Clearly, the karma as such is no problem. I just don't want to annoy people by having them read a text which they are likely to find annoying and I don't want to violate rules of etiquette I might not know about. But if it is normal procedure just to leave this as is, then, sure, let's do it that way.

It is, of course, somewhat unpleasant to discover that something you wrote is disliked but it also affords an opportunity for learning. Next time I try to get LessWrongers to change diapers, I'll approach it differently.

Comment author: Emile 10 January 2014 06:50:29AM 11 points [-]

Eh, if someone clicks on an article at -11, then feels reading it was a waste of time, he should blame himself, not you.

Comment author: Lumifer 10 January 2014 01:00:07AM 2 points [-]

It is, of course, somewhat unpleasant to discover that something you wrote is disliked but it also affords an opportunity for learning.

I don't recommend optimizing for what other people on the 'net like.

Comment author: ChristianKl 10 January 2014 01:37:16AM 5 points [-]

Don't optimize for it. On the other hand it's still good to understand what other people like if you want to convince them.

I do write post that I expect to be voted down, when I think they have merit. On the other hand if I can write a post in a way that will be voted down or in a way that will find acceptance I go for the way that will find acceptance.

Comment author: Viliam_Bur 10 January 2014 08:03:36AM -2 points [-]

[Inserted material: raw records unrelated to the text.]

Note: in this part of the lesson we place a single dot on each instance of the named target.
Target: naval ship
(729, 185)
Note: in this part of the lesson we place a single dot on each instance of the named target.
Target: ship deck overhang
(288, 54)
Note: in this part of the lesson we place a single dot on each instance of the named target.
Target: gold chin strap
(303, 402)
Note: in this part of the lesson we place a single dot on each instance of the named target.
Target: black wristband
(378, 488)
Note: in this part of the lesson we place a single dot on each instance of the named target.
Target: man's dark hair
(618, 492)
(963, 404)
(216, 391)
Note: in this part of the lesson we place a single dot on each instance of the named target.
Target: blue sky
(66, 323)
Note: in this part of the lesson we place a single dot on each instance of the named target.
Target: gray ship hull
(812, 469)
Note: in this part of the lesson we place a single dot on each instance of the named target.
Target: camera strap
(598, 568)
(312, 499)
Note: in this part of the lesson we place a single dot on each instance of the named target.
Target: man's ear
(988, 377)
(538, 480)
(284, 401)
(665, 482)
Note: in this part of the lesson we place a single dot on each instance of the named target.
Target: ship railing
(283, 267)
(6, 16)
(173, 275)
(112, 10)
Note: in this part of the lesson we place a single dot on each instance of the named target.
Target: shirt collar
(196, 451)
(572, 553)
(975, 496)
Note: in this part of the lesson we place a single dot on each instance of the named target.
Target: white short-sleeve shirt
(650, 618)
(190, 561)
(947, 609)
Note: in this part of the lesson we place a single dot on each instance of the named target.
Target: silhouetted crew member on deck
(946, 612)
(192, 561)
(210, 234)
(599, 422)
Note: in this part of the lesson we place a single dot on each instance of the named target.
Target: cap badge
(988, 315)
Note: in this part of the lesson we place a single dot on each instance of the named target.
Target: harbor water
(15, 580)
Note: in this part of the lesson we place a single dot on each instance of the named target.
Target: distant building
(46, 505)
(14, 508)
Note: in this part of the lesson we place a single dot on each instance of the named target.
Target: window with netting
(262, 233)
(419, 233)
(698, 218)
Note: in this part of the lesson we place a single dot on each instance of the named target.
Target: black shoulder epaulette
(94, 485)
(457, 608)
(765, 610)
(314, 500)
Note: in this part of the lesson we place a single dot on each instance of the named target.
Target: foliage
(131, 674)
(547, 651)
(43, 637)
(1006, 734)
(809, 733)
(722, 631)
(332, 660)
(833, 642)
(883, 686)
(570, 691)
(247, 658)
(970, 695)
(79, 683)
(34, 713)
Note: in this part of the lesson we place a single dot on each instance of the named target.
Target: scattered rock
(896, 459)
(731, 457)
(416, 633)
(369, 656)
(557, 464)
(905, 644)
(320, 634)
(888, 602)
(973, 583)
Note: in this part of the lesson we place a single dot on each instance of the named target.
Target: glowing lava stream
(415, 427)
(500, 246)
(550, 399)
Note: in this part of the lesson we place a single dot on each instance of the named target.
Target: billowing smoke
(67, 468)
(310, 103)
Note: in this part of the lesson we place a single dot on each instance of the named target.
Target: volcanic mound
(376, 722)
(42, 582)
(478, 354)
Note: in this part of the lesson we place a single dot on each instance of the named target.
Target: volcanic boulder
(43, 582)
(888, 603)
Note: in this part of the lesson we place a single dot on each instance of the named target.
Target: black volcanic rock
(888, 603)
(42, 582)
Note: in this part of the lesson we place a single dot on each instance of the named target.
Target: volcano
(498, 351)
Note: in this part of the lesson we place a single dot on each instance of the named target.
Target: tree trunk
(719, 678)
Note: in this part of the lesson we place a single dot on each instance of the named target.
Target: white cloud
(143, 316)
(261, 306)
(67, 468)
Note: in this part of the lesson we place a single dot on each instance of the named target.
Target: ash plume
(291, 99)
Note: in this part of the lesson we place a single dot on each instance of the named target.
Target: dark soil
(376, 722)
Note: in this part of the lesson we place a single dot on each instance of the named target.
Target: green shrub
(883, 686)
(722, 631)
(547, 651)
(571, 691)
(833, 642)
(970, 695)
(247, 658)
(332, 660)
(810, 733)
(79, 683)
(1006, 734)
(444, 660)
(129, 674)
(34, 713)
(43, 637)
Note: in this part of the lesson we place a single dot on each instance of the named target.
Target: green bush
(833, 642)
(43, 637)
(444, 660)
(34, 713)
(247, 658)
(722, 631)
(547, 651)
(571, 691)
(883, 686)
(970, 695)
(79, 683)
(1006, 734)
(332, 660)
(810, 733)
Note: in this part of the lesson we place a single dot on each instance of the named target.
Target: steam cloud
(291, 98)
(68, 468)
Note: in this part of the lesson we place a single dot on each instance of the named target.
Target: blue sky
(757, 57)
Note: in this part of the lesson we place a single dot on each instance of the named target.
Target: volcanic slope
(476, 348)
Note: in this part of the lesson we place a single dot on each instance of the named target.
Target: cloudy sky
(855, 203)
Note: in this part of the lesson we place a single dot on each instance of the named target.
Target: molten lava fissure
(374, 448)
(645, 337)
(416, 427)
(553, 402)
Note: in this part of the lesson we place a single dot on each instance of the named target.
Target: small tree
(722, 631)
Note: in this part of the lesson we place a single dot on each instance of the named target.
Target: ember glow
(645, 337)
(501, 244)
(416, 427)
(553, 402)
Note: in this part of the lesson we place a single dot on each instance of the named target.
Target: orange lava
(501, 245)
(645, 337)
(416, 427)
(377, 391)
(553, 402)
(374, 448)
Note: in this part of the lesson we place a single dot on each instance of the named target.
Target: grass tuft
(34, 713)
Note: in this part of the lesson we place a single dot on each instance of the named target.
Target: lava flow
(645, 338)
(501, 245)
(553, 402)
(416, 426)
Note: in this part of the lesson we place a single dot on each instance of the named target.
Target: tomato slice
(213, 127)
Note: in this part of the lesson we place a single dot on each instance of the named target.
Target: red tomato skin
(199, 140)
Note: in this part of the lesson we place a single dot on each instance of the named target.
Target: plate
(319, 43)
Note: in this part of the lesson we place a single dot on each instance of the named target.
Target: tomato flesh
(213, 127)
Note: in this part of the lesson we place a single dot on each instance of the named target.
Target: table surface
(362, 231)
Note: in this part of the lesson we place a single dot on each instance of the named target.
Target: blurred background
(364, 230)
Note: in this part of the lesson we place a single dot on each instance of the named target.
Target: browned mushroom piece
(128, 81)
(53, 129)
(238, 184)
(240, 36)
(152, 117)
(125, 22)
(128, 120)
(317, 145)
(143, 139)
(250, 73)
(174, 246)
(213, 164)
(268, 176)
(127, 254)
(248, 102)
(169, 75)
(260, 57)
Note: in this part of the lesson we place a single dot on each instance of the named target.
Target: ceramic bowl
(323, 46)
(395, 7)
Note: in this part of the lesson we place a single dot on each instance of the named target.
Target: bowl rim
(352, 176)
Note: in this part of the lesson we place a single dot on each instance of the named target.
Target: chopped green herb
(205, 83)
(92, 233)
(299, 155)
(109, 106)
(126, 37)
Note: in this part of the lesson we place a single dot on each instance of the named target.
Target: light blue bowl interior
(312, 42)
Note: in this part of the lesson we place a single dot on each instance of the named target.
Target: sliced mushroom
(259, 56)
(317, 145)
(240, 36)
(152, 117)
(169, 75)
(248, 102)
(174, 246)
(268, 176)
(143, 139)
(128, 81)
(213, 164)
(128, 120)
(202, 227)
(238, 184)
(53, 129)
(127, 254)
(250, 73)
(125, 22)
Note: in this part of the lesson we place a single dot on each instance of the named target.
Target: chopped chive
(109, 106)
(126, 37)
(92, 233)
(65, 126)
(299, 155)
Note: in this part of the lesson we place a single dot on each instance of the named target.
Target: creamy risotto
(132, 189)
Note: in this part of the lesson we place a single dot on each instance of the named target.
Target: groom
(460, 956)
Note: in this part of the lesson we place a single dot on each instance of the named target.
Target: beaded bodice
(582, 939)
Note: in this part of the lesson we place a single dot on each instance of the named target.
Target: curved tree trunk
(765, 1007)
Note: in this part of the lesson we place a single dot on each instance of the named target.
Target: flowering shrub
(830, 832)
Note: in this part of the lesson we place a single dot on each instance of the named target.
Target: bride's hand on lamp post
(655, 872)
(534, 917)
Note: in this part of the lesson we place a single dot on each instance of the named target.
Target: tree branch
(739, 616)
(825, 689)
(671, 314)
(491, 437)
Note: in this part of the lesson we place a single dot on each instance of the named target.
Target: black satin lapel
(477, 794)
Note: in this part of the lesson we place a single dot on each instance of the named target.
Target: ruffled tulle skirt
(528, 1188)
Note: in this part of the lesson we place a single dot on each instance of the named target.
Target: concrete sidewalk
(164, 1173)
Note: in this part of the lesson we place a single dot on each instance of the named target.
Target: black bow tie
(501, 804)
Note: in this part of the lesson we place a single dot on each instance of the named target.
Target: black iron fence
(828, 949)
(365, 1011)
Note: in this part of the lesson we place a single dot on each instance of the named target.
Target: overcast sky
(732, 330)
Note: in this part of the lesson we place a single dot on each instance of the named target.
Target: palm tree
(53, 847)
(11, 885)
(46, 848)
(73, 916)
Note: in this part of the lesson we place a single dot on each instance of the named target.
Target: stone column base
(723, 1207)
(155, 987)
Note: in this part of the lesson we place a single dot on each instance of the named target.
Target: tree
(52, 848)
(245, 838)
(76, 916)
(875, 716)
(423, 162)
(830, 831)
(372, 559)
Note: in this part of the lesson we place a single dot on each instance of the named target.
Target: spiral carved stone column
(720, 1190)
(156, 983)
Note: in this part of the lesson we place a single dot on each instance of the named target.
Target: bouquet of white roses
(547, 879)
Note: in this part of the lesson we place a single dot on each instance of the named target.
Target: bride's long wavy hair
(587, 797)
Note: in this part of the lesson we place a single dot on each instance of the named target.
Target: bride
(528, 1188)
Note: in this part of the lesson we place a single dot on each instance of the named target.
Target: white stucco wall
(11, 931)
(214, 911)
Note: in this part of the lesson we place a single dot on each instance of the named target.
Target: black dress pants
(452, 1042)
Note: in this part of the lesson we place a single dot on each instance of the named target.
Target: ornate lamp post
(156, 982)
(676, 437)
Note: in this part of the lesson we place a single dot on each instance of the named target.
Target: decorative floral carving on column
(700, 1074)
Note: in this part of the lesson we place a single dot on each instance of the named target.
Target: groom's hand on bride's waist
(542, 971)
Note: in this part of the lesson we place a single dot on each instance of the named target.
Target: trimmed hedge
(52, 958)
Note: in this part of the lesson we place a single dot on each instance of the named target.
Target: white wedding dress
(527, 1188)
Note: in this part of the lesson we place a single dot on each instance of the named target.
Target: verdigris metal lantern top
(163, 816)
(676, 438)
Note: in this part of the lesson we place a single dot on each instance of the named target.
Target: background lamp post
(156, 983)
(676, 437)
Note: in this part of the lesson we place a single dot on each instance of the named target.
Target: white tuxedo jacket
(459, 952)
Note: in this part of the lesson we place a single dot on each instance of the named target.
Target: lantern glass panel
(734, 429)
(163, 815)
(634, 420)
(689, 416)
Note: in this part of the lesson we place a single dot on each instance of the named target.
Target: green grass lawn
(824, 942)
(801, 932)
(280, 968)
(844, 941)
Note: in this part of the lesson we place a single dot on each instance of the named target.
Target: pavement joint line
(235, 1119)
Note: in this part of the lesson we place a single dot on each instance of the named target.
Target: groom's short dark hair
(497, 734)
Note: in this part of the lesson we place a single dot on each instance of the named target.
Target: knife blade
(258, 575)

One possible solution would be to edit the article, add "[Deleted]" to the title, remove all text and replace it by an explanation like: "The article was deleted because it received a lot of downvotes, but the discussion seems worth keeping; please don't vote on the article anymore."

Comment author: David_Gerard 10 January 2014 09:05:49AM 2 points [-]

Do that without removing the actual text.

Comment author: ChristianKl 10 January 2014 03:03:36PM 1 point [-]

I don't think it worth saying that you remove something because downvotes as the only reason. Either you think that people who disagree have a point or you stand by what you wrote in the past.